Tuesday, November 6, 2012

Presentations & Study Guide Notes!

Statistics Unit: Week 3

For our final week in our Statistics unit, we focused on the presentations/lesson plans that were given in class, as well as the study guide assigned.

Part 1: Presentations

While all of the presentations were well thought-out and executed, they all focused on "Mean/Median/Mode" - this gave us little help with the other components that will be on the exam such as Standard Deviation, Outliers, and Box & Whisker plots.

That being said, there were a couple of presentations that stood out most to me:
  1. Presentation #1 (Hailey): This presentation focused on finding the mean/median/mode of a large set of data by putting it into a dot plot. The data was based off the ages of the presenter's Facebook friends and, as such, there were several numbers that repeated multiple times. What stood out to me was that I struggled to add all 49 numbers and calculate the mean/median/mode in a strictly mathematical way. What I failed to realize until after was that I could have organized them into the dot plot FIRST. This would have made easier to find all three M's without doing as much work. Overall, I found this lesson helpful to me because it made me see that their are much easier ways to find answers to mathematical questions without listing out every single data point.
  2. Presentation #3 (Kaycie): This was the presentation where we found mean/median/mode by using different color-coded candy. Many in class found this confusing and somewhat tricky, but I feel as though the point of the lesson was to show us that sometimes, we get tricked by multiple different factors. There was a large mix of candy (from Skittles, to M&Ms, to Mike&Ikes) and it confused people because they did not know whether to sort the groups by color or type of candy. While it seems trivial, this is an important concept because oftentimes in math exams or homework, we are given multiple variables in one problem. What is important is that we distinguish what is important information and what is not.
  3. Presentation #6: The last presentation was also mean/median/mode, but was different from the other in that it incorporated the Box & Whiskers plot and outliers. This was a nice refresher because it reminded us how to create a Box & Whiskers plot, as well as calculate the positive and negative outliers by using the IQR equation.

Part 2: Study Guide

While I have not yet fully completed the study, there were two things that I found extremely useful/important to know for tomorrow's exam:

The 5-Number Summary: One of the problems in the study guide was to find what the 5-number summary was in a group of data and/or graph. I was unsure of what this meant until I looked it up and a 5-number summary is this:

Minimum - Lower Quartile - Median - Upper Quartile - Maximum

This summary is basically the main, definitive points in a Box & Whiskers Plot. This is important because a 5-number summary gives us the general range or extremes of the data set.
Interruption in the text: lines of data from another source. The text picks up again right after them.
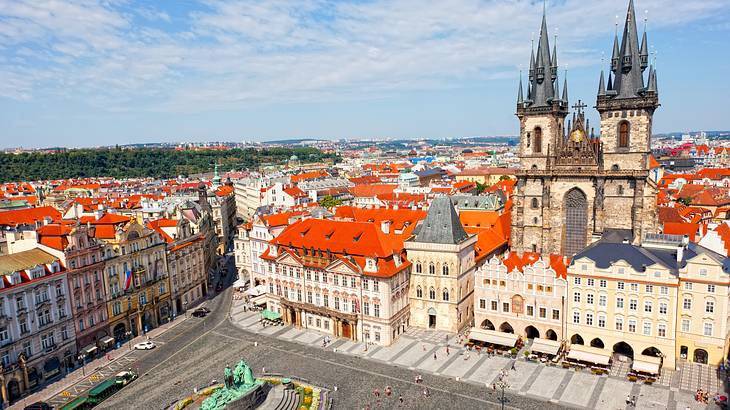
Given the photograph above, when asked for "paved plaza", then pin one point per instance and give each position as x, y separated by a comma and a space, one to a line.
425, 351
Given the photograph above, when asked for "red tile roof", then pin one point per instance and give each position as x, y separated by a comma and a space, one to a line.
28, 216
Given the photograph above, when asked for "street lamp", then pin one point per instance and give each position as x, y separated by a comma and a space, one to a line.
129, 338
502, 384
82, 357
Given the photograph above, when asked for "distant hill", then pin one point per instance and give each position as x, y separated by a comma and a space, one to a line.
145, 162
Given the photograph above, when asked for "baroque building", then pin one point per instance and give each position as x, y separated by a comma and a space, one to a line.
574, 186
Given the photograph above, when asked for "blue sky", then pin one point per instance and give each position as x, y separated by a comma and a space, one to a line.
98, 72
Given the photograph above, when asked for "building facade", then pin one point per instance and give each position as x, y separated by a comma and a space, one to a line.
573, 185
137, 278
37, 340
346, 279
442, 279
524, 295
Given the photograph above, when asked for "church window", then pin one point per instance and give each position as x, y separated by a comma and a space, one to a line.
623, 135
538, 140
576, 222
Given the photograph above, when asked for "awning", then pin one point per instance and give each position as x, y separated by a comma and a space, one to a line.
270, 315
257, 290
547, 346
51, 364
589, 354
259, 300
646, 364
492, 336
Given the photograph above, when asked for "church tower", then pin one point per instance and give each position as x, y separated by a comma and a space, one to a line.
573, 186
626, 105
542, 118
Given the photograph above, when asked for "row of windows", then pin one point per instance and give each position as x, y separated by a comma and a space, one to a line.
619, 324
432, 293
530, 286
529, 309
432, 269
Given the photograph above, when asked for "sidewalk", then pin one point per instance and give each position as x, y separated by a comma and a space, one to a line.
80, 374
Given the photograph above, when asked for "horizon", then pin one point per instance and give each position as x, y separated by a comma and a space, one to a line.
133, 73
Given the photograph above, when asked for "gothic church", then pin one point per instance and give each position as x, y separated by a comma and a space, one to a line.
573, 186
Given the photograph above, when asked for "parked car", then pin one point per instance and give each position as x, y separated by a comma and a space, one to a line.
39, 405
146, 345
201, 311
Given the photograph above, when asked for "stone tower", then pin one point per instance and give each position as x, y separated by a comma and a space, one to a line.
573, 186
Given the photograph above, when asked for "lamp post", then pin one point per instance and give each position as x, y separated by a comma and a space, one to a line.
129, 338
502, 384
82, 357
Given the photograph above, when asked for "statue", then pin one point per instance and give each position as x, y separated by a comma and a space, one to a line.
237, 383
228, 377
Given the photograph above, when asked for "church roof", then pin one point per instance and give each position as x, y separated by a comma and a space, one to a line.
442, 224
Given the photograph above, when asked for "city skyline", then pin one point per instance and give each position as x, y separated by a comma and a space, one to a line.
93, 74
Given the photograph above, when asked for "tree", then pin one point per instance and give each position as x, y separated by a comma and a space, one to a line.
329, 202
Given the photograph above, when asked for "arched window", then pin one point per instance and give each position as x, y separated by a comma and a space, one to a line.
538, 140
623, 134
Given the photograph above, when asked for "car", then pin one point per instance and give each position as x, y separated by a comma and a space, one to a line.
146, 345
201, 311
39, 405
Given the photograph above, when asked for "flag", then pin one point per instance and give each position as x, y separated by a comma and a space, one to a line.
128, 280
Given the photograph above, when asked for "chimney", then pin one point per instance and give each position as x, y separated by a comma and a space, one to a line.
385, 226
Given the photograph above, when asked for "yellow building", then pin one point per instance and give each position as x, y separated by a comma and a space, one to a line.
486, 176
667, 298
703, 312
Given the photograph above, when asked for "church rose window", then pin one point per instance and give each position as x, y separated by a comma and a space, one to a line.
576, 222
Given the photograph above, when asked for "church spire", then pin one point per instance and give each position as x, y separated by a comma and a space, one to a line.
644, 53
543, 70
601, 86
629, 81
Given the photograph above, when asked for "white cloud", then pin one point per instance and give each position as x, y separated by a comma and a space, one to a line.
227, 53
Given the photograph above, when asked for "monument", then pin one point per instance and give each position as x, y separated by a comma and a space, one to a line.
240, 390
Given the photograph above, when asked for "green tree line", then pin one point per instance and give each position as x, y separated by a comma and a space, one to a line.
142, 162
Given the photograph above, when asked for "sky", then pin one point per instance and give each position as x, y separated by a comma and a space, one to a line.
99, 72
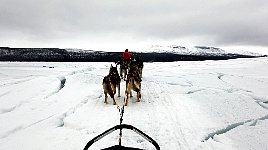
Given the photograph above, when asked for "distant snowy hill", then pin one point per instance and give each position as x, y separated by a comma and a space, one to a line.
197, 50
154, 53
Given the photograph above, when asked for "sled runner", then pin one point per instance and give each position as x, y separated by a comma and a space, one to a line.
120, 147
120, 127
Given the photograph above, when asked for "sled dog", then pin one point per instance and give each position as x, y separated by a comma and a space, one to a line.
110, 82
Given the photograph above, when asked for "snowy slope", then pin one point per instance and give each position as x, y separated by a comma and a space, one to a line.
185, 105
197, 50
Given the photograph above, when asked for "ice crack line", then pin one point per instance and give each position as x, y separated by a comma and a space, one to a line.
252, 122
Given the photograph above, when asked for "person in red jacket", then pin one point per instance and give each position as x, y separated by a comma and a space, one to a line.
126, 55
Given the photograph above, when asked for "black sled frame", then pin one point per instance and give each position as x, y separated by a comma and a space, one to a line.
120, 147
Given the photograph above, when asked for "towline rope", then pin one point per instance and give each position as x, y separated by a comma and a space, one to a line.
121, 111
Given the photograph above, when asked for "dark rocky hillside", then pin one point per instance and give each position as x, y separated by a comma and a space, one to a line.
63, 55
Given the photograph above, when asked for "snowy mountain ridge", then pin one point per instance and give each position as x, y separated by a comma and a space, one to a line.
196, 50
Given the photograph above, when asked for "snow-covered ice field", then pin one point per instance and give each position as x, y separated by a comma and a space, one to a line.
185, 105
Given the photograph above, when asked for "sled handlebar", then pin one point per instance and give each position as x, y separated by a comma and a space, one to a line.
122, 126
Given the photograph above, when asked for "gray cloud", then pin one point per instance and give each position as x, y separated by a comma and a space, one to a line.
224, 22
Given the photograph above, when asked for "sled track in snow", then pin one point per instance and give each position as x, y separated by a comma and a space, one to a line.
251, 122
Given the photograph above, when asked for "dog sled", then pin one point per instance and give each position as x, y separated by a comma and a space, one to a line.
119, 146
121, 127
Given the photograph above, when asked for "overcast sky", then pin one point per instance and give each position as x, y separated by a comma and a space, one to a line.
120, 24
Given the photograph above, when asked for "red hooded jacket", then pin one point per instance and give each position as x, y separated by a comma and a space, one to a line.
126, 55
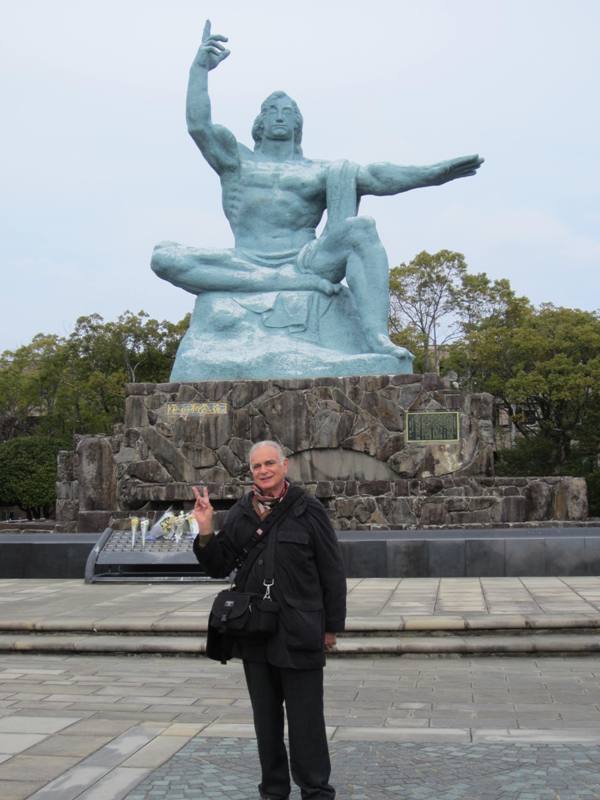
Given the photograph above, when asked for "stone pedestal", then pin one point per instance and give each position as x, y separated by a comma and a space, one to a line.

Bell Curve: Another thing I found to be important was the problems concerning the bell curve (Section 13.3, #11 A-C). This is especially tricky for me because I often confuse myself and make little mistakes when it comes to calculations. These problems helped reinforce my knowledge of the percentages that go into the bell curve (68%, 95%, 99.7%) as well as how to compute standard deviation when given a mean and an interval.
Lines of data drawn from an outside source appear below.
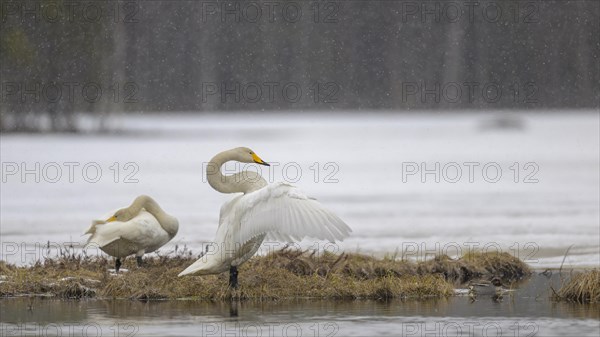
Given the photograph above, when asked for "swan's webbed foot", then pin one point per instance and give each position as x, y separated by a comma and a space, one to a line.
233, 277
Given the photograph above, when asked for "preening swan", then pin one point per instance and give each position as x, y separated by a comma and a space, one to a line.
141, 228
278, 211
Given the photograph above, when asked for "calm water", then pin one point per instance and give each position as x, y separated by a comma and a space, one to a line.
355, 165
528, 312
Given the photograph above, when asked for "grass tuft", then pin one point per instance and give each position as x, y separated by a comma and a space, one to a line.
581, 288
283, 274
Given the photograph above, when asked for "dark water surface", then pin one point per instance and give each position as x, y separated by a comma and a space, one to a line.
527, 312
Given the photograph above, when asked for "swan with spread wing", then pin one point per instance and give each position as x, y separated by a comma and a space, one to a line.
278, 211
141, 228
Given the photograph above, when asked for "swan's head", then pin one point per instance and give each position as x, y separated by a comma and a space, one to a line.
122, 215
245, 155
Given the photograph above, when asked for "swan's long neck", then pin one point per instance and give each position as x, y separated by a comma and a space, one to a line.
169, 223
244, 181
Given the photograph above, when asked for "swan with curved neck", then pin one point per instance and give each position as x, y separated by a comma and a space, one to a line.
140, 228
244, 182
278, 211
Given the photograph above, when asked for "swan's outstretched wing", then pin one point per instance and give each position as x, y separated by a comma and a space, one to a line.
284, 213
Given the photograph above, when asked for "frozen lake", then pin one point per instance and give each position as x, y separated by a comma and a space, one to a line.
532, 191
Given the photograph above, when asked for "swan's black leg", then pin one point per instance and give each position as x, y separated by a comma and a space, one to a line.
233, 277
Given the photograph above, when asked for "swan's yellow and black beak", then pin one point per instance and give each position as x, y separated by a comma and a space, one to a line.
258, 160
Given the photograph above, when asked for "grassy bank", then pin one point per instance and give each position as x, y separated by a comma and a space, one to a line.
284, 274
582, 288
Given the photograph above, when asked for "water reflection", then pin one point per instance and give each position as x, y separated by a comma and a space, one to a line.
528, 307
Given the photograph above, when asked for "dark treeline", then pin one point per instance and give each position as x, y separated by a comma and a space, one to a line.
60, 57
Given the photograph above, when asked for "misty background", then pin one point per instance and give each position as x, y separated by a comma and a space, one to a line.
59, 59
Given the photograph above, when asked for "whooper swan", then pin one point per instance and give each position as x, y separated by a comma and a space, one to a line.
279, 211
138, 229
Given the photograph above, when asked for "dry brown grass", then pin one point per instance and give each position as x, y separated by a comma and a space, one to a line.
284, 274
582, 288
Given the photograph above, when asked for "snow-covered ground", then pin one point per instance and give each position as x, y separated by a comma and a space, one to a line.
366, 168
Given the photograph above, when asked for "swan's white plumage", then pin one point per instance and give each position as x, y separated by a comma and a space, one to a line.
279, 212
140, 235
141, 228
283, 212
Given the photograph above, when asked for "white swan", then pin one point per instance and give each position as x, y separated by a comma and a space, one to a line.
278, 211
138, 229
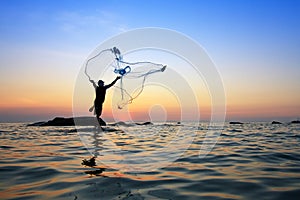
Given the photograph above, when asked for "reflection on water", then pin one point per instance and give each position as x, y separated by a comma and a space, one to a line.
255, 160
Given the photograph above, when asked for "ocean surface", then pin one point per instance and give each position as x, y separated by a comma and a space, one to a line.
158, 161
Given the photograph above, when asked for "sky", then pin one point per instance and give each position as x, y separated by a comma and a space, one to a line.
254, 44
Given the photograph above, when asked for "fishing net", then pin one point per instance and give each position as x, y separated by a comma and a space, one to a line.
126, 70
Outliers: The study guide also helped me practice with outliers, which I feel wasn't covered as much as I would've liked in class. If you want help on how to calculate the IQR and find the positive and negative outliers (if any), please refer to my second blog post below this.

Closing

I hope my blog has helped clarify some concepts we learned during this short Statistics unit in Math 252. I wish everyone good luck on the exam!

Sunday, November 4, 2012

Outliers and Misleading Graphs!

Statistics Unit: Week 2

Hello, all! We had only one lesson this week in Math 252, considering this previous Monday was a lab day, so this post will be on the short side.

Part 1: Outliers

By definition, an outlier is a "data point on a graph or in a set of results that is much bigger or smaller than the next nearest data point." That being said, while outliers may sound pretty obvious and easy to find, there is an equation that goes along with it. This is found by calculating/finding what is called the interquartile range (IQR), which is the distance between the quartiles.
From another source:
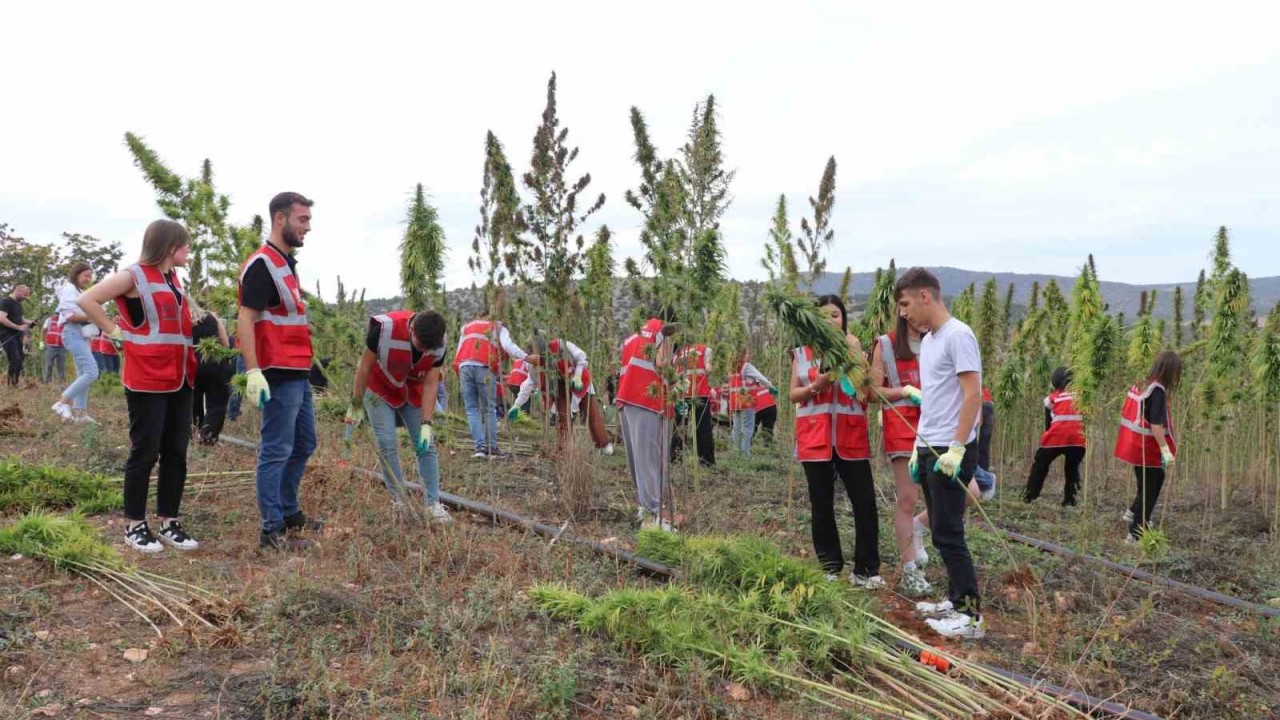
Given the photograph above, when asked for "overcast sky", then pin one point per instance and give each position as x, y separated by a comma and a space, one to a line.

The equation is simple enough: you subtract the upper quartile from the lower quartile, followed by multiplying that difference by 1.5.

An example would look like this:
Upper Quartile = 30, Lower Quartile = 23

First, subtract the upper quartile from the lower quartile to get the IQR:
30 - 23 = 7 --> IQR

You would then multiply the IQR by 1.5, like this:
7 x 1.5 = 10.5

Then, you would take this number to find the range of the outliers:
30 + 10.5 = 40.5 --> An outlier would be ABOVE 40.5
23 - 45 = -22 --> An outlier would be BELOW -22

** REMEMBER! An outlier is NOT just some random number on a graph/plot, or the biggest or smallest number you see when looking at a set of data. An outlier is found in a specific range and can only be done by following the equation steps above.

Part 2: Misconstrued Graphs/Data

In class this past week, we also learned of how graphs and statistics can sometimes misleading. This happens for a number of reasons from the graph having no labels, the distance between intervals being uneven, et cetera. Why this happens also has many reasons, but the main one being that those who construct the graphs only want the audience to see a certain perspective.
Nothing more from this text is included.